Abstract-In this paper, a software-based implementation for the Multiple Input and Multiple Output (MIMO) receiver baseband processing conforming to the IEEE 802.11ac standard on a DSP core with vector extensions is presented. The implementation is carried out for different operation points including 2×2 and 4×4 MIMO configurations, yielding beyond 1Gbps transmission bit rate. This implementation mainly focuses on the frequency domain processing of the receiver. The presented solution is evaluated in terms of number of clock cycles and power consumption, and the feasibility of a real-time operation is then addressed and analyzed. If found feasible, such Software Defined Radio based solutions offer more flexibility and reduced time-to-market-cycles compared to the conventional solutions using fixed-function hardware platforms.
INTRODUCTION
As wireless standards continue to evolve rapidly, the need for adaptable devices supporting different air interfaces grows. Currently, most wireless devices are implemented based on application specific fixed-function hardware platforms where most of the physical (PHY) and Medium Access Control (MAC) layer processing is still done using dedicated hardware, most notably Application-Specific Integrated Circuits (ASIC) [1] . Being implemented in silicon, such devices can offer only limited programmability and flexibility. Furthermore, adding more support for different specifications in these devices requires a larger die size and will consequently result in more power hungry devices. In contrast, a software-based solution can offer high flexibility by employing programmable and reconfigurable platforms. In addition to the lack of flexibility of ASIC implementations, the complexity and parameterization of future systems is so high that HW optimization is extremely difficult and error-prone. Using a software defined radio platform, on the other hand, the functionality can be changed by modifying the software while still maintaining high energyefficiency compared to fixed-function hardware implementations. Such software-based implementations will enable fast scalability at the radio layer, to improve the efficiency and flexibility of RF spectrum use. Having less costs and design efforts during development, testing, and maintenance, such solutions will also clearly reduce the timeto-market cycle [1] .
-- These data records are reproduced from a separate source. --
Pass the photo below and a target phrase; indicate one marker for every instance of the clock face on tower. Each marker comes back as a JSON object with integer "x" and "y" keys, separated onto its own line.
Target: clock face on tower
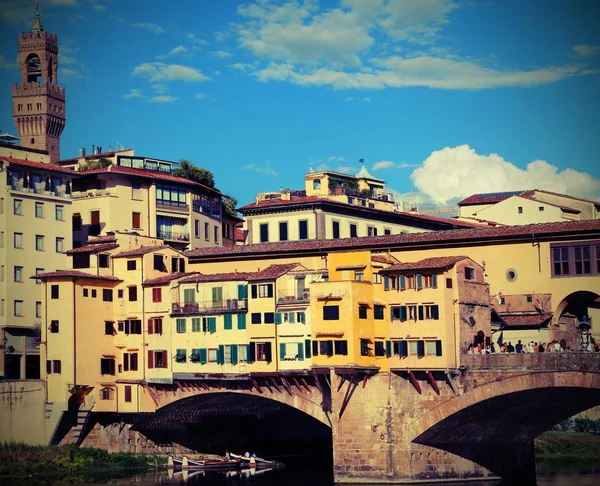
{"x": 38, "y": 100}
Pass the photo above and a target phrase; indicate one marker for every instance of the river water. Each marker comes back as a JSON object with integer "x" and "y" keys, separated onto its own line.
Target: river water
{"x": 551, "y": 472}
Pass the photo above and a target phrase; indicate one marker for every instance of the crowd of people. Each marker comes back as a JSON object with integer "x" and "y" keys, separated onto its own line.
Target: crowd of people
{"x": 532, "y": 347}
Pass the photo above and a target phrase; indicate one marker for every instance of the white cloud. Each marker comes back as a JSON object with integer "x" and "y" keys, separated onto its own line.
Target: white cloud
{"x": 163, "y": 99}
{"x": 150, "y": 27}
{"x": 160, "y": 71}
{"x": 458, "y": 172}
{"x": 261, "y": 170}
{"x": 383, "y": 164}
{"x": 221, "y": 54}
{"x": 586, "y": 50}
{"x": 133, "y": 93}
{"x": 177, "y": 50}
The extraordinary growth in the number of applications with high bandwidth requirements such as video streaming along with the increasing number of users has created an evolutionary demand to enhance the capacity of wireless networks. As a result, both mobile cellular radio networks and Wireless Local Area Networks (WLAN) are evolving rapidly to meet these high demands. Considering in particular the wireless connectivity in indoor environments, the IEEE WLAN family provides one important technology component, in parallel to cellular mobile radio evolution. The emerging flagship amendment to IEEE 802.11 TM WLAN standard with beyond 1Gbps bit rates is the IEEE 802.11ac [2] .
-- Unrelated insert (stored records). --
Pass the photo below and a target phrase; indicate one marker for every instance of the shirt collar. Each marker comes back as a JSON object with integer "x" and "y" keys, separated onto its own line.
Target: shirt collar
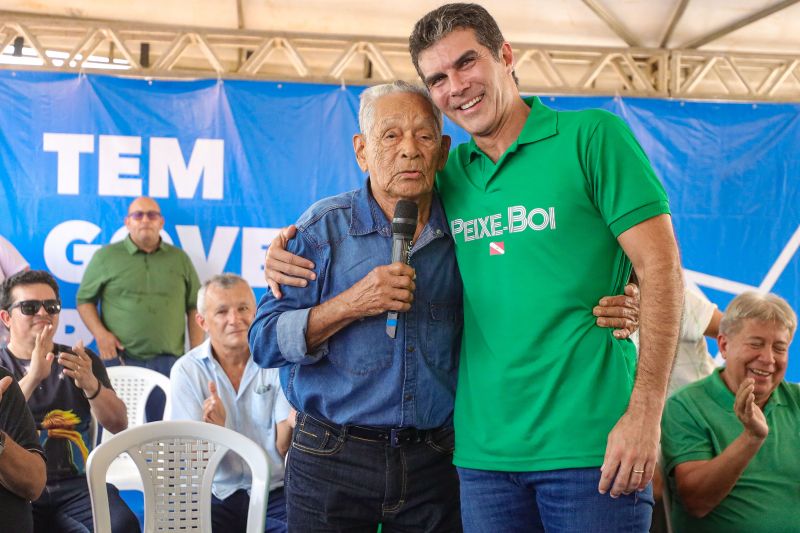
{"x": 367, "y": 217}
{"x": 131, "y": 247}
{"x": 542, "y": 123}
{"x": 718, "y": 390}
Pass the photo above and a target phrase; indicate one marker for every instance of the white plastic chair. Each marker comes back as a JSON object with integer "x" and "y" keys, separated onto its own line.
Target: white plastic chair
{"x": 177, "y": 461}
{"x": 133, "y": 385}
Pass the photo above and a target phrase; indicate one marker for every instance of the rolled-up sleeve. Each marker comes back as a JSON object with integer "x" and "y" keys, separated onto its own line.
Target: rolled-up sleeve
{"x": 278, "y": 333}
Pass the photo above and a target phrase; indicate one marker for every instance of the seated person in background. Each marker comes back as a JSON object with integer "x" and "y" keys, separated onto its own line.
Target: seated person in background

This new amendment to IEEE 802.11™ WLAN standard is intended to meet the evolving needs for higher transmission data rates in the range of gigabits per second and to help enable new generations of data-intensive wireless applications. The IEEE 802.11ac enables multi-gigabit data throughput at 5 GHz band [2] . The IEEE 802.11ac specification adds support for 80MHz and 160MHz channel bandwidths. The 160MHz channel may be contiguous or non-contiguous, where the noncontiguous allocation provides more flexible channel assignment. Additionally, it adds higher order modulation in the form of 256 Quadrature Amplitude Modulation (QAM) which results in improved peak data rate [2] . Furthermore, by advanced deployment of multi-antenna techniques, a further increase in data rates is achieved. The Very High Throughput (VHT) physical (PHY) layer defined in [2] allows increasing the number of spatial streams up to eight streams [2] . This amendment also introduces a new technique to allow multiple users to be served simultaneously on downlink. This technique is referred to as Multi-User (MU) MIMO. MU-MIMO enables higher system capacity, more efficient spectrum use, and reduced latency [2] .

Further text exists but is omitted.